The function summarize() (which may also be written summarise()) creates a table in which you will find the result(s) of the summary function(s) you have chosen to apply to a data frame. The summary functions may be:
mean(): which returns the mean of a variable,sd(): which returns the standard deviation of a variable,median(): which returns the median of a variable,min(): which returns the minimum value of a variable,max(): which returns the maximum value of a variable,var(): which returns the variance of a variable,sum(): which returns the sum of a variable,- etc.

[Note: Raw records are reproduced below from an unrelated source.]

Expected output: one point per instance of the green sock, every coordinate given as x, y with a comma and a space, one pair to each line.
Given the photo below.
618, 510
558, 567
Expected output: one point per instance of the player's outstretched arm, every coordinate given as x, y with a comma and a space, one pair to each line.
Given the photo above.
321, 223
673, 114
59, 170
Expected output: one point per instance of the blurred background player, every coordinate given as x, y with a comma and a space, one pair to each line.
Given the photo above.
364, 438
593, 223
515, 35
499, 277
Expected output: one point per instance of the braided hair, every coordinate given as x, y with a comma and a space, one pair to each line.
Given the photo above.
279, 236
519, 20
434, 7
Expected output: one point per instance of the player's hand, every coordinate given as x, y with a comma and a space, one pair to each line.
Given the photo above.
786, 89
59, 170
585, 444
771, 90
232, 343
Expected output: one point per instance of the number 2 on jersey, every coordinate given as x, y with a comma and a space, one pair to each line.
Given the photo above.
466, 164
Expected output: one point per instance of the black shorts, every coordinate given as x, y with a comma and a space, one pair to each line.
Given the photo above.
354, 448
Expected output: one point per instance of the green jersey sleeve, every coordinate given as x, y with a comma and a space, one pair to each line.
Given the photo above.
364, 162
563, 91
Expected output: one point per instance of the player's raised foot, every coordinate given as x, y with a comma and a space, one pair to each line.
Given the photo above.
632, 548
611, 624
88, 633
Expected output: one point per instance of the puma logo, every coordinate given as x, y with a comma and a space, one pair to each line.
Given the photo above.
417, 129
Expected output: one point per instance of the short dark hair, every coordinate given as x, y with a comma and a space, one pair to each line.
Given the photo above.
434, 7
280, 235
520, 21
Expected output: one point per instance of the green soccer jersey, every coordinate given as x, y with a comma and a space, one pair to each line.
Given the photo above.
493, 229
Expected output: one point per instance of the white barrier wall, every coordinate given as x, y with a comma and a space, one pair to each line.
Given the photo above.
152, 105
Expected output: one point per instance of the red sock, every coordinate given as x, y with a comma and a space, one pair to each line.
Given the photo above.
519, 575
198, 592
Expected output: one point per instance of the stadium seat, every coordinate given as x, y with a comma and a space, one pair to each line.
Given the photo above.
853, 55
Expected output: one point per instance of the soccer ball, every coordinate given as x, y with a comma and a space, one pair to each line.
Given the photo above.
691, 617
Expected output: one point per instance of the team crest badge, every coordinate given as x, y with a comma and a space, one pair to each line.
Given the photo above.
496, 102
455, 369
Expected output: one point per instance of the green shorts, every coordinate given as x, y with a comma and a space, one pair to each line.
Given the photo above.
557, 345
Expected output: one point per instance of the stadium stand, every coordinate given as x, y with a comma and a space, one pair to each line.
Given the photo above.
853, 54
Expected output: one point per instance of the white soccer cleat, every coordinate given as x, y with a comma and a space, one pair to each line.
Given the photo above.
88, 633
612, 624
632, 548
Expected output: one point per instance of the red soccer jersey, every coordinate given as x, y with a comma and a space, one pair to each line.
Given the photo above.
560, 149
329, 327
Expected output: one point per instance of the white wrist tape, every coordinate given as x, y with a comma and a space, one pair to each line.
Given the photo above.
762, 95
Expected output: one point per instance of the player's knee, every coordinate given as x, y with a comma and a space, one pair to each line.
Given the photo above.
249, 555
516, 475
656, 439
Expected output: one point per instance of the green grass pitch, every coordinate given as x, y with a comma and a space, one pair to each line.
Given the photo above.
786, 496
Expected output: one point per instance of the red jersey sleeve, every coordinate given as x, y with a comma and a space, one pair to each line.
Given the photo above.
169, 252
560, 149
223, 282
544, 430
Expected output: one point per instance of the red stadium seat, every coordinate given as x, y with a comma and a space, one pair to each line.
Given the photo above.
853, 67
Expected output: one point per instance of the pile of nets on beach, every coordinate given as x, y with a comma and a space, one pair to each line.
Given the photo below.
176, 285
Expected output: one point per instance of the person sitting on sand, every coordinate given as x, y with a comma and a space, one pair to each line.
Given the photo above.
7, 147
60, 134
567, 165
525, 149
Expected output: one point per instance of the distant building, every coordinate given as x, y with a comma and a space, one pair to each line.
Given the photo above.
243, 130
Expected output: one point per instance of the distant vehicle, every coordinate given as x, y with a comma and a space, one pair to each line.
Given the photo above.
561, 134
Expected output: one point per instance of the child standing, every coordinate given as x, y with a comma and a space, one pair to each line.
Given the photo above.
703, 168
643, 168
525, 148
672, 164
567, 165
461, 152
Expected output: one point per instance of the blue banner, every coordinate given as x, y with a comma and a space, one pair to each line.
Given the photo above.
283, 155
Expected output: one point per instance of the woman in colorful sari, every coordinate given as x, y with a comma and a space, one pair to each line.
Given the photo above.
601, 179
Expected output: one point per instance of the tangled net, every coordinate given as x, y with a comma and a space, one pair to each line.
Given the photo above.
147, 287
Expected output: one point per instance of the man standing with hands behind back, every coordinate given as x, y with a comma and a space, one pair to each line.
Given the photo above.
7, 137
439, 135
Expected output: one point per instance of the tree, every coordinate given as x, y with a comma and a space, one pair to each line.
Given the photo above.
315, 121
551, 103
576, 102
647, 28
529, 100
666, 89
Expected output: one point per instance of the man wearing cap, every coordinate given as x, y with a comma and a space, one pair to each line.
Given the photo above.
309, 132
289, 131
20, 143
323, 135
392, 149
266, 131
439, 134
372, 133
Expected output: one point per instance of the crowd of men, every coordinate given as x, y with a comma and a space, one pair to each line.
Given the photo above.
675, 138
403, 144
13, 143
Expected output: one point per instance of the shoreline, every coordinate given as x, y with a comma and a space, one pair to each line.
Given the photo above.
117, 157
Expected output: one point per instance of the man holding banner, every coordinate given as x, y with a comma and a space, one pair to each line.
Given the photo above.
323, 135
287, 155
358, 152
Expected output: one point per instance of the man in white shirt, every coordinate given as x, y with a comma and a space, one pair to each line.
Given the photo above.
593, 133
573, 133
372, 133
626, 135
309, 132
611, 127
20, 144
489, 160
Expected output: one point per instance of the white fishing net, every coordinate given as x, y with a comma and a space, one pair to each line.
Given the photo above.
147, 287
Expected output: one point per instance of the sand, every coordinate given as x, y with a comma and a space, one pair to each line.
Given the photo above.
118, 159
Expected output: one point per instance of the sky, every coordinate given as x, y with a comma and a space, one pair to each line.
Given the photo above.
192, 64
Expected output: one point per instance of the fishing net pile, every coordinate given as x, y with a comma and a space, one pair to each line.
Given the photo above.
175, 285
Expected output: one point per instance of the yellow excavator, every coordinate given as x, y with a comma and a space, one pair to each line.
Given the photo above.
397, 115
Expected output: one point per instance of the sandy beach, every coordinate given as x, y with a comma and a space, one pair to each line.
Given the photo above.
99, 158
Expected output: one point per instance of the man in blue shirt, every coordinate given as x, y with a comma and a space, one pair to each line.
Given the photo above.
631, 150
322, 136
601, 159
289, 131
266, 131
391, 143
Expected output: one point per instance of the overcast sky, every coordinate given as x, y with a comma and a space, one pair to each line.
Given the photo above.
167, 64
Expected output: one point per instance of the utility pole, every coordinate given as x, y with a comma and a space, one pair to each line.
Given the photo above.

To apply one or more of these summary functions to a data frame, you just have to indicate in summarise() which function(s) you want to apply and on which variable of the data frame. The syntax is:
summarise(dataframe, function1(variable), function2(variable), ...)
Alternatively, using pipes, the syntax is:
dataframe %>% summarise(function1(variable), function2(variable), ...)
Let’s use the data frame Orange as an example. The top of the data frame looks like this:
head(Orange)
To calculate the mean and the standard deviation of the variable circumference, we write either
summarise(Orange, mean(circumference), sd(circumference))
OR
Orange %>% summarise(mean(circumference), sd(circumference))
which both result in:

This example actually does not make much sense in terms of biology. Indeed, we have calculated the average of circumference for different trees, but considering measurements performed at 7 different time points… Instead we could calculate the average circumference and standard deviation for each time point described in age by using group_by on the variable age (read more about group_by here).
To calculate the group means and standard deviations of the variable circumference, we write:
Orange %>% group_by(age) %>% summarise(mean(circumference), sd(circumference))
which results in:

Each line in the result table now shows the mean and standard deviation for each of 7 factors in age described in the first column.